4. The website processing method as described in claim 2, characterized in that, Whether the measures taken by the detection website are effective includes: Extract the website access path from the website processing task; Generate a cache-free request header, and construct a website access request based on the cache-free request header and the website access path; Access the risky website based on the website access request and obtain the website access response; If the response status code in the website access response is a website exception status code, then the website action is deemed effective.

5. The website processing method as described in claim 2, characterized in that, Whether the measures taken by the detection website are effective includes: Extract the website access path from the website processing task; Access the risky website based on the website access path to obtain website page data; Extract the visual features of the website page data; Detect the similarity between the visual features of the page and the page feature information recorded in the website processing task; If the feature similarity is less than the preset matching threshold, the website action is deemed effective.

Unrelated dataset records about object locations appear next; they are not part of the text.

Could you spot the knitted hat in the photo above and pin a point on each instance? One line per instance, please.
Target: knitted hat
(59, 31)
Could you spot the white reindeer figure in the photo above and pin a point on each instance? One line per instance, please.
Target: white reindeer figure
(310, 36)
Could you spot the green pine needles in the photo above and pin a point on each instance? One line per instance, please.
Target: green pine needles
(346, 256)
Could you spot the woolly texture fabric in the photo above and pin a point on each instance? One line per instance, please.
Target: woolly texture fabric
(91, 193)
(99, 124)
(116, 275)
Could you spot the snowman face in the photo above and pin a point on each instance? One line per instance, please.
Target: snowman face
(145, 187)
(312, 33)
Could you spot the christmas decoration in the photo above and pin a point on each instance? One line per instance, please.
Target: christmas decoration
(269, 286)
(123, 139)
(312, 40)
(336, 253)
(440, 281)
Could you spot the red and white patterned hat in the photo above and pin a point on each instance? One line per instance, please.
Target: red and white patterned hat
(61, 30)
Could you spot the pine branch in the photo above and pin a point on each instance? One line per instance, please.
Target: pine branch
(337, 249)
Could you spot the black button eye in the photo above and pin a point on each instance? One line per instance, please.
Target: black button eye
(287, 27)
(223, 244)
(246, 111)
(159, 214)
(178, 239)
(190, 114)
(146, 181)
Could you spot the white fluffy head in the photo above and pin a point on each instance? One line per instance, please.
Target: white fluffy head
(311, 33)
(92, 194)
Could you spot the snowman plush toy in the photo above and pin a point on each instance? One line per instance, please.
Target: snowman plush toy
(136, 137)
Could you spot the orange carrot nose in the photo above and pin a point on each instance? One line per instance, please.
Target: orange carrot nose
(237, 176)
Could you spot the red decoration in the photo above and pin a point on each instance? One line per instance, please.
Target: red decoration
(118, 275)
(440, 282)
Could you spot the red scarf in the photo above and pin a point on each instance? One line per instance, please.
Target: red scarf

6. The website processing method as described in claim 2, characterized in that, Whether the measures taken by the detection website are effective includes: Extract the risky website certificate from the website processing task; Access the certificate issuer corresponding to the certificate of the risky website to obtain the certificate status information; If the certificate status information indicates that the certificate has expired, then the website's action is deemed effective.

7. A website processing device, characterized in that, The website processing device includes: The build module is used to construct website processing tasks based on the risky website information in the reported request; The determination module is used to identify the responsible parties by analyzing the risky website information. The distribution module is used to distribute the website processing tasks in parallel to each alliance responsible party in the list of responsible parties, so that each alliance responsible party in the list of responsible parties can execute the corresponding website handling process.

8. A website processing device, characterized in that, The device includes: a memory, a processor, and a computer program stored in the memory and executable on the processor, the computer program being configured to implement the steps of the website processing method as described in any one of claims 1 to 6.

9. A storage medium, characterized in that, The storage medium is a computer-readable storage medium, and a computer program is stored on the storage medium. When the computer program is executed by a processor, it implements the steps of the website processing method as described in any one of claims 1 to 6.

10. A computer program product, characterized in that, The computer program product includes a computer program that, when executed by a processor, implements the steps of the website processing method as described in any one of claims 1 to 6.